Dow Jones Industrial na zamknięciu zniżkował o 1,11 proc., do 25 490,47 pkt. S&P 500 spadł o 1,19 proc. do 2822,24 pkt. Nasdaq Comp. poszedł w dół o 1,58 proc. do 7628,28 pkt.

S&P 500 spadł około 5 proc. od szczytów osiągniętych na początku maja. Indeks jest na drodze do zanotowania najgorszego miesiąca w tym roku.

Notowania Apple spadają około 2 proc., gdyż UBS obniżył cenę docelową dla akcji spółki do 225 z 235 USD.

Producenci półprzewodników także tracili - Qualcomm prawie 3 proc., a AMD i Micron po 4 proc.

Reklama

Według doniesień medialnych administracja USA rozważa wpisanie chińskich firm z branży IT Zhejiang Dahua Technology, Sensetime Group Ltd., Iflytek, Meiya Pico i Megvii na "czarną listę" firm, które muszą uzyskiwać zgodę rządu w Waszyngtonie na to, by kupować amerykańskie komponenty i technologię.

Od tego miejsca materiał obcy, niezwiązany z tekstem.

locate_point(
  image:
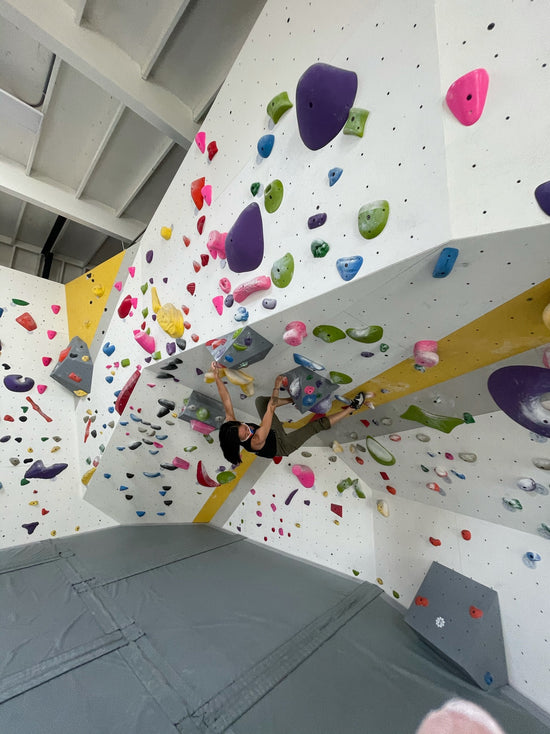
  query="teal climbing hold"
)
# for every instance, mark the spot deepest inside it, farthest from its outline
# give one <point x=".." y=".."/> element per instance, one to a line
<point x="355" y="124"/>
<point x="282" y="271"/>
<point x="366" y="336"/>
<point x="442" y="423"/>
<point x="328" y="333"/>
<point x="319" y="248"/>
<point x="273" y="196"/>
<point x="278" y="106"/>
<point x="379" y="453"/>
<point x="372" y="218"/>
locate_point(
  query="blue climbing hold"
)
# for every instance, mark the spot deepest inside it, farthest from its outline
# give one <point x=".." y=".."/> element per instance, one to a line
<point x="333" y="175"/>
<point x="348" y="267"/>
<point x="265" y="145"/>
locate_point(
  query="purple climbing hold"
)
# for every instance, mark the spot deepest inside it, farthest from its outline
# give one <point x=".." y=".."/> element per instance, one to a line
<point x="518" y="391"/>
<point x="324" y="97"/>
<point x="316" y="220"/>
<point x="542" y="195"/>
<point x="244" y="244"/>
<point x="37" y="470"/>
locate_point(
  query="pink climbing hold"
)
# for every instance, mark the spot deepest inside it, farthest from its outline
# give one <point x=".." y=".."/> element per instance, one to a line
<point x="466" y="97"/>
<point x="304" y="475"/>
<point x="145" y="340"/>
<point x="425" y="353"/>
<point x="216" y="244"/>
<point x="260" y="283"/>
<point x="200" y="140"/>
<point x="206" y="193"/>
<point x="295" y="333"/>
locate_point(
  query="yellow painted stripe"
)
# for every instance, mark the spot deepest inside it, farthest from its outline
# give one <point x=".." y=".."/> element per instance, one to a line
<point x="221" y="493"/>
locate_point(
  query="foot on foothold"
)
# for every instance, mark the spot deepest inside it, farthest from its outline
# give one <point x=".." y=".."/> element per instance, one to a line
<point x="357" y="401"/>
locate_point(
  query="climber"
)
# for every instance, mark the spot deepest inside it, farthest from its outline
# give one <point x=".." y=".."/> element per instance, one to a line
<point x="269" y="439"/>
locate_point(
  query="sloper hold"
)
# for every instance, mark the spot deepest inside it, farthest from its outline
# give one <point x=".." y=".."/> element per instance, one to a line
<point x="466" y="97"/>
<point x="278" y="106"/>
<point x="372" y="218"/>
<point x="324" y="96"/>
<point x="244" y="244"/>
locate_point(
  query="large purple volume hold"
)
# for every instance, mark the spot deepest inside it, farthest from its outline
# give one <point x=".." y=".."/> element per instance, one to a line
<point x="518" y="391"/>
<point x="324" y="96"/>
<point x="244" y="244"/>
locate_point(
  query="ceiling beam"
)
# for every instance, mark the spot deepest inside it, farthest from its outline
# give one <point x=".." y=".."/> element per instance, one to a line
<point x="55" y="198"/>
<point x="162" y="39"/>
<point x="51" y="22"/>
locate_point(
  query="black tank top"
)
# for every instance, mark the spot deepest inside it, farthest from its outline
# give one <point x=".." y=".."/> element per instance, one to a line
<point x="268" y="450"/>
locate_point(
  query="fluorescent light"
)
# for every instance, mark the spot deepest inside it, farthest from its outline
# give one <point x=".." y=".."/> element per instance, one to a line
<point x="13" y="110"/>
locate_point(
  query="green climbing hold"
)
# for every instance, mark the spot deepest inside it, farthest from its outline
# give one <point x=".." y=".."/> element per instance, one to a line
<point x="277" y="107"/>
<point x="226" y="476"/>
<point x="328" y="333"/>
<point x="355" y="124"/>
<point x="339" y="378"/>
<point x="282" y="271"/>
<point x="366" y="336"/>
<point x="379" y="453"/>
<point x="319" y="248"/>
<point x="444" y="423"/>
<point x="273" y="196"/>
<point x="372" y="218"/>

W środę "New York Times" podawał, że administracja prezydenta Trumpa rozważa umieszczenie na czarnej liście chińskiej firmy Hikvision Digital.

W zeszłym tygodniu amerykański Departament Handlu zdecydował o wpisaniu chińskiej firmy Huawei Technologies i 70-ciu innych związanych z nim firm na tzw. czarną listę podmiotów, które każdorazowo muszą uzyskiwać zgodę rządu w Waszyngtonie na to, by kupować amerykańskie komponenty i technologię.

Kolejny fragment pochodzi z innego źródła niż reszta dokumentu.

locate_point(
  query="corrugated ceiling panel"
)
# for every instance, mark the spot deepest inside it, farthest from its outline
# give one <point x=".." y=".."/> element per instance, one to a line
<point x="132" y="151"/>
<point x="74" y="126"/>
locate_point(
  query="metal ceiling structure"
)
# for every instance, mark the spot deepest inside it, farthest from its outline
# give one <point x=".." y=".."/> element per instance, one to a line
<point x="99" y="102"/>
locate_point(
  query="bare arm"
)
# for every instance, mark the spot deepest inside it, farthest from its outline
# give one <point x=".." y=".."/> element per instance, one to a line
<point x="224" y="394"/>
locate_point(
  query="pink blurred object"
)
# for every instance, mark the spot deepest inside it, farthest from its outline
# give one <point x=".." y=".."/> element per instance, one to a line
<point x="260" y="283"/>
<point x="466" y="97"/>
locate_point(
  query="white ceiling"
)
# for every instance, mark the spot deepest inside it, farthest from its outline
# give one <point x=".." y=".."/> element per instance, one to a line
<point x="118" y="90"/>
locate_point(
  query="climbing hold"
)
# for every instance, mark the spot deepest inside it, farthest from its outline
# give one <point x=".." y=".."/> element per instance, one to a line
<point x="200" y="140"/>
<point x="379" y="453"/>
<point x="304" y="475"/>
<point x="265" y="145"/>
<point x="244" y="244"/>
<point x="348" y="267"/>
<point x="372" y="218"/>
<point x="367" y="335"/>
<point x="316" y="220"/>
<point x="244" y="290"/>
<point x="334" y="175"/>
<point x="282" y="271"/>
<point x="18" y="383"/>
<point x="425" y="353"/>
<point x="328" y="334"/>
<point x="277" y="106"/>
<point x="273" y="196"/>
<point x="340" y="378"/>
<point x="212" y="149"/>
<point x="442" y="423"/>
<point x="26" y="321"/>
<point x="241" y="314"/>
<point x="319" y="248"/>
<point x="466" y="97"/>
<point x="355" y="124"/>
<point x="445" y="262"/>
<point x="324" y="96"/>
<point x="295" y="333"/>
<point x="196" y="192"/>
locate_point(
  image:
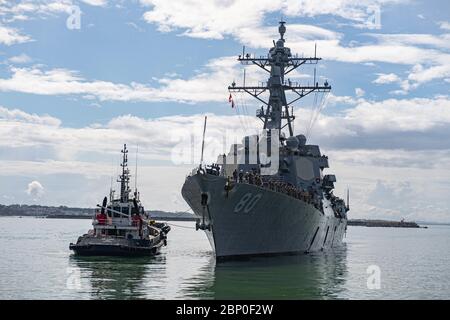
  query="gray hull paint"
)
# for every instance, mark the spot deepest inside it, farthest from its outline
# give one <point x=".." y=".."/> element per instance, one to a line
<point x="276" y="224"/>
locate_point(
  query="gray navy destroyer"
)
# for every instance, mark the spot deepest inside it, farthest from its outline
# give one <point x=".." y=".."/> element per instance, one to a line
<point x="121" y="227"/>
<point x="248" y="209"/>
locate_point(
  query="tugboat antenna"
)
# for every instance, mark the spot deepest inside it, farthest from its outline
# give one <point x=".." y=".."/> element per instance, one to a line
<point x="348" y="199"/>
<point x="203" y="142"/>
<point x="135" y="171"/>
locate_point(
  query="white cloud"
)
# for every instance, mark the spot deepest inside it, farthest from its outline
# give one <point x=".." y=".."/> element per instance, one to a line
<point x="444" y="25"/>
<point x="384" y="78"/>
<point x="218" y="19"/>
<point x="359" y="92"/>
<point x="35" y="189"/>
<point x="211" y="20"/>
<point x="210" y="84"/>
<point x="20" y="59"/>
<point x="98" y="3"/>
<point x="10" y="36"/>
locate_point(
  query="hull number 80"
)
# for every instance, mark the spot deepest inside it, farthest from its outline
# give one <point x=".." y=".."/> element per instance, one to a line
<point x="247" y="203"/>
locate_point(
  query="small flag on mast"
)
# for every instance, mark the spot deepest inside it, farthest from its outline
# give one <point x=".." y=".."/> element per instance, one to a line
<point x="230" y="99"/>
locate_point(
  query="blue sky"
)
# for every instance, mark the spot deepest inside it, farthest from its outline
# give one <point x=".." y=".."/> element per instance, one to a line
<point x="145" y="72"/>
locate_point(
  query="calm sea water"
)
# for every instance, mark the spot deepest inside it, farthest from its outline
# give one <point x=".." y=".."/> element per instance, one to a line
<point x="35" y="263"/>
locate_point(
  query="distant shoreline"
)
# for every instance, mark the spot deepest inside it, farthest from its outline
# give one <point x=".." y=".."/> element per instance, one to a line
<point x="63" y="212"/>
<point x="383" y="223"/>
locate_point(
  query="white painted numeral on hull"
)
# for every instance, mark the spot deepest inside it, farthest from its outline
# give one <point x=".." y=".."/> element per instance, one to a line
<point x="247" y="203"/>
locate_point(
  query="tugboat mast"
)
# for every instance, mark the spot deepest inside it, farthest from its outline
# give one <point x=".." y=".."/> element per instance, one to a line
<point x="124" y="178"/>
<point x="278" y="63"/>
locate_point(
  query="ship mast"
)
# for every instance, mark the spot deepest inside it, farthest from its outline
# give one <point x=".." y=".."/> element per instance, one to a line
<point x="124" y="178"/>
<point x="278" y="63"/>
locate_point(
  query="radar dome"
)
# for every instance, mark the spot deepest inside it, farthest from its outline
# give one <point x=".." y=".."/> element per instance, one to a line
<point x="292" y="143"/>
<point x="301" y="140"/>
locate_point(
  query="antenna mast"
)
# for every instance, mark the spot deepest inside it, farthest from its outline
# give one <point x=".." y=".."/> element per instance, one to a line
<point x="124" y="178"/>
<point x="203" y="142"/>
<point x="135" y="171"/>
<point x="278" y="64"/>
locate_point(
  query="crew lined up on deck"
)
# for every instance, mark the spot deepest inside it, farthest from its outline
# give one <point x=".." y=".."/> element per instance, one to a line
<point x="255" y="178"/>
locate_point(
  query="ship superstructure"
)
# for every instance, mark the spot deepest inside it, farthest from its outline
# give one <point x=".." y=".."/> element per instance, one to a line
<point x="269" y="194"/>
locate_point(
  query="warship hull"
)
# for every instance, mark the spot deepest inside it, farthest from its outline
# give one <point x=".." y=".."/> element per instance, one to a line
<point x="249" y="220"/>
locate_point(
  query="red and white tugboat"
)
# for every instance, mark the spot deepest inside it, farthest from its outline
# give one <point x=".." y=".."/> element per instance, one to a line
<point x="122" y="227"/>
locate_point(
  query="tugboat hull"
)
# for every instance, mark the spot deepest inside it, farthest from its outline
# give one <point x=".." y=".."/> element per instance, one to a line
<point x="115" y="250"/>
<point x="93" y="246"/>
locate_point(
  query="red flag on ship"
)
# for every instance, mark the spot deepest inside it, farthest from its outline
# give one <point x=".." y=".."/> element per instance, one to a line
<point x="230" y="99"/>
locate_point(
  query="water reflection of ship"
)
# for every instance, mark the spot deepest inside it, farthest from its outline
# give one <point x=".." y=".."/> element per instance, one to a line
<point x="314" y="276"/>
<point x="118" y="278"/>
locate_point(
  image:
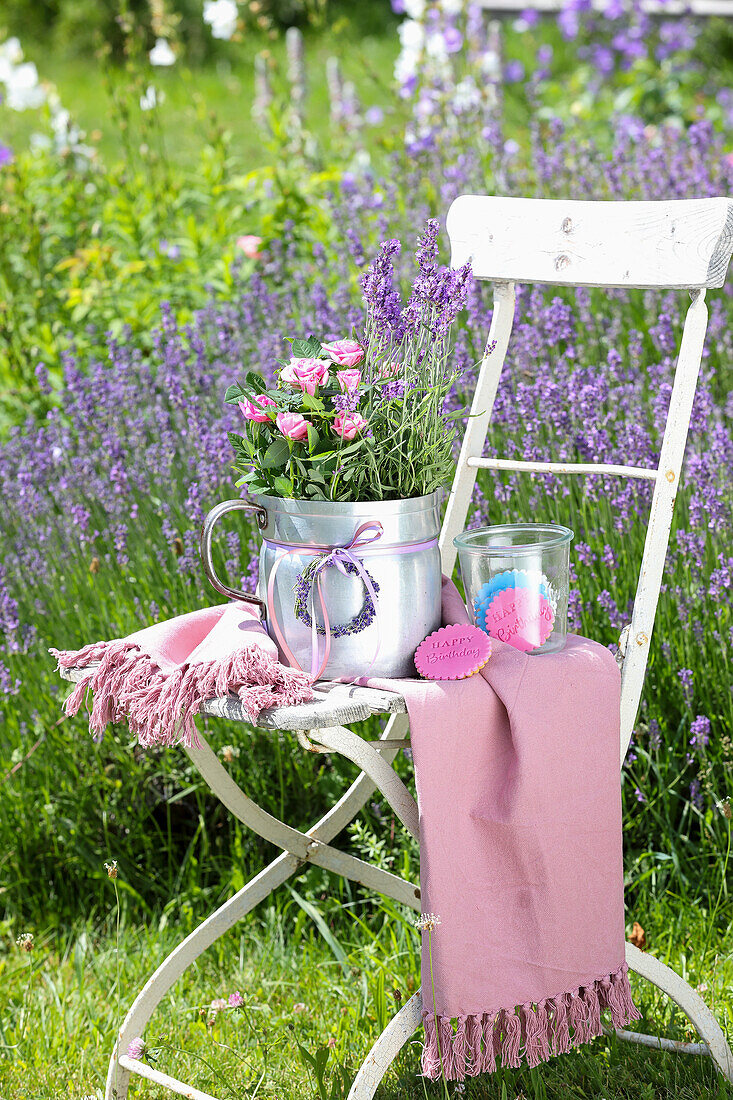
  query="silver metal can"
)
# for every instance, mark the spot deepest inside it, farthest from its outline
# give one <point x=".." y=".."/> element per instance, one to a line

O wstrzymaniu współpracy z Huawei poinformowały ostatnio m.in. brytyjski producent półprzewodników ARM oraz japoński Panasonic.

Według rzecznika chińskiego Ministerstwa Handlu Gao Fenga ostatnie działania USA są "niewłaściwe".

"Wojna handlowa weszła na nowy poziom, coraz częściej pojawia się określenie +zimna wojna technologiczna+, chociaż niezależnie od tego, jak to sobie nazwiemy. kluczowe jest to, że wzajemne uderzenia zaczynają iść w globalne łańcuchy dostaw, co tak naprawdę wszczyna proces deglobalizacji" – ocenił w czwartkowym raporcie główny analityk walutowy Domu Maklerskiego BOŚ Marek Rogalski. "Skutki dla firm oraz globalnej gospodarki? Chyba jeszcze nie zdyskontowane przez rynki finansowe" – dodał.

Wcześniej o "technologicznej zimnej wojnie" napisano w czwartkowym komentarzu w chińskim państwowym dzienniku "Renmin Ribao". Dziennik zarzucił USA próby ustanowienia hegemonii w IT , a także łamanie zasad wolnego rynku oraz zasad międzynarodowego handlu uzgodnionych w ramach WTO.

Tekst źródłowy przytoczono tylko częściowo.